Advisory committee chair Rajesh Narendran, a professor at the University of Pittsburgh School of Medicine, said “there’s a lot of holes in this dataset” and added his opinion that illicit use “is gonna soar” if MDMA-AT is approved. Other committee members also voiced similar views. “It seems like there are so many problems with the data — each one alone might be OK, but when you pile them on top of each other … there’s just a lot of questions I would have about how effective the treatment is,” said Dr. Melissa Decker Barone, a psychologist with the Department of Veterans Affairs.
Joniak-Grant concurred. “I have real concerns with the validity of the data and the allegations of misconduct,” she said. “I can’t in good conscience support something where these many harms are being reported.”
“Going forward, for psychedelics to be approved,” Narendran said, “there need to be more complex models.”
Staying the Course
Despite the comments that emerged during the advisory committee meeting, Lykos remains positive about the trajectory of their application. “Our confidence in the potential approval of MDMA-assisted therapy comes from our belief in the regulatory process and our ongoing collaboration with the FDA,” Lykos Therapeutics said.

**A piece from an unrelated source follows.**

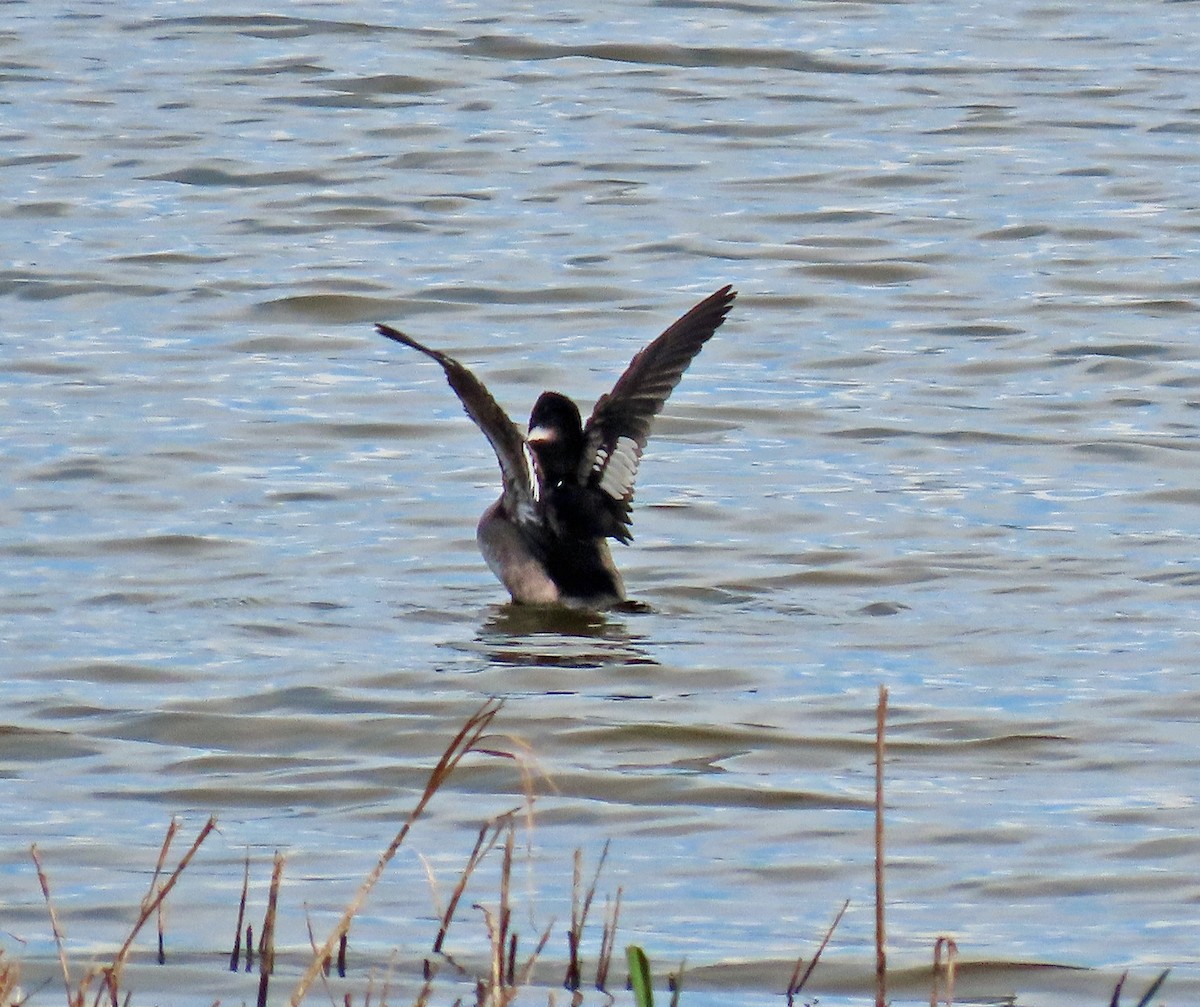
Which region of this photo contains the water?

Betty Aldworth, director of Communications and Post-Prohibition Strategy for the MAPS non-profit organization, told Lucid News, “MAPS’ multi-pronged approach recognizes that, regardless of the law, people have and will continue to use psychedelics in a variety of settings. In addition to incubating and funding leading-edge psychedelic science, we continue our legacies of educating professionals and the public and advocating for policy that supports the dignity and rights of people who use psychedelics and other drugs. Our movement building activities will continue to support direct-service harm reduction providers, like the Zendo Project, alongside a variety of nonprofits that similarly contribute to the many elements required to build safe, just, and equitable approaches to psychedelics and the people who use them.”

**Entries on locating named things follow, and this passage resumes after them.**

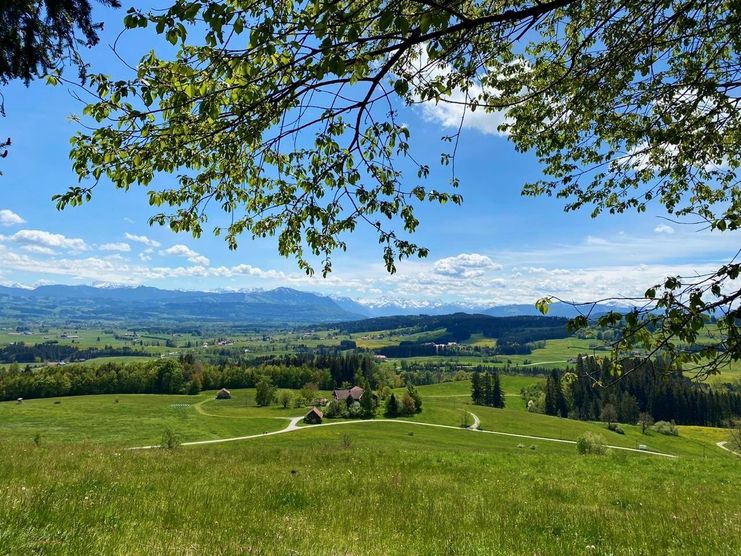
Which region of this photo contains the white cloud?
[434,253,502,278]
[0,209,26,226]
[98,241,131,253]
[5,230,88,252]
[422,90,507,135]
[160,243,211,266]
[410,48,507,135]
[21,245,56,255]
[124,232,161,247]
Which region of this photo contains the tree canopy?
[0,0,121,84]
[56,0,741,378]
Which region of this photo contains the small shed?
[216,388,232,400]
[304,407,324,425]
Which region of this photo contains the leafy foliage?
[0,0,121,86]
[56,0,741,374]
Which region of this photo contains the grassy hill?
[0,382,741,555]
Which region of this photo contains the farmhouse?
[304,407,324,425]
[334,386,365,402]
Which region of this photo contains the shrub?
[347,402,363,419]
[576,432,607,456]
[324,400,342,419]
[651,421,679,436]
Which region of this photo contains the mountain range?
[0,285,610,327]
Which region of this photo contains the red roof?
[334,386,365,401]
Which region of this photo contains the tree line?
[0,341,151,363]
[523,357,741,426]
[471,370,505,408]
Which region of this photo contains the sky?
[0,5,739,306]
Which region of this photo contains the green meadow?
[0,376,741,555]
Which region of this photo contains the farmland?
[0,382,741,554]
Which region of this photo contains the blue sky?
[0,8,739,305]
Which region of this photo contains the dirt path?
[129,414,672,458]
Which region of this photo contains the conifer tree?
[484,373,494,407]
[407,384,422,413]
[360,380,375,419]
[471,371,484,405]
[492,373,504,408]
[386,392,399,417]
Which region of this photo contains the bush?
[651,421,679,436]
[324,400,342,419]
[576,432,607,456]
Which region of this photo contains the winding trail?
[129,412,676,458]
[715,440,741,458]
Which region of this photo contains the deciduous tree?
[57,0,741,375]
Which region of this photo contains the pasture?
[0,384,741,555]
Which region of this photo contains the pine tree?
[407,384,422,413]
[471,371,484,405]
[360,380,375,419]
[386,393,399,417]
[545,374,558,415]
[484,373,494,407]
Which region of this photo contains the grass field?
[0,376,741,555]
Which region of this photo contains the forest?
[523,357,741,427]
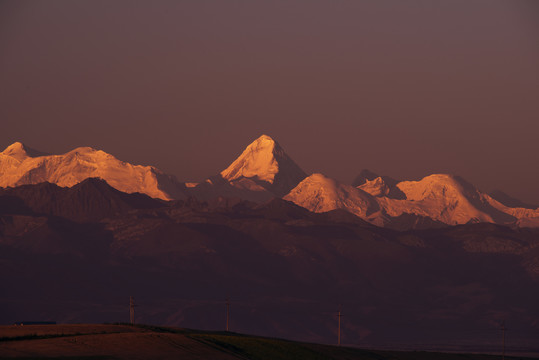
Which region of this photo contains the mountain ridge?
[0,139,539,230]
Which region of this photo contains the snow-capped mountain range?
[0,135,539,228]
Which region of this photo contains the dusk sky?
[0,0,539,203]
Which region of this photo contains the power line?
[129,296,136,325]
[226,298,230,332]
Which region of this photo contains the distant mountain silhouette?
[0,178,163,222]
[0,183,539,349]
[0,135,539,230]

Lykos Therapeutics added, “MDMA-assisted therapy offers statistically significant and clinically meaningful improvement in PTSD symptoms and functional impairment compared to placebo across two phase 3 trials with evidence of durability over time. This is a novel combination of a limited exposure to [a] drug which catalyzes psychological intervention. The adverse events experienced were as expected for MDMA and were mostly mild and self-limited. The careful screening and monitoring of prospective patients—and the selection and rigorous training of therapists — will be essential for mitigating risks. Overall, given the efficacy and safety data, and the substantial unmet medical need for treatment of a serious and life-threatening disorder – MDMA, in combination with psychological intervention, we believe could provide a potential new option for PTSD if approved.”
“We are grateful to the Agency for organizing the PDAC meeting and the panelists who provided their valuable time and perspectives,” Lykos Therapeutics said. “The input will be valuable to the FDA as we work through a REMS plan and potential post-marketing studies.”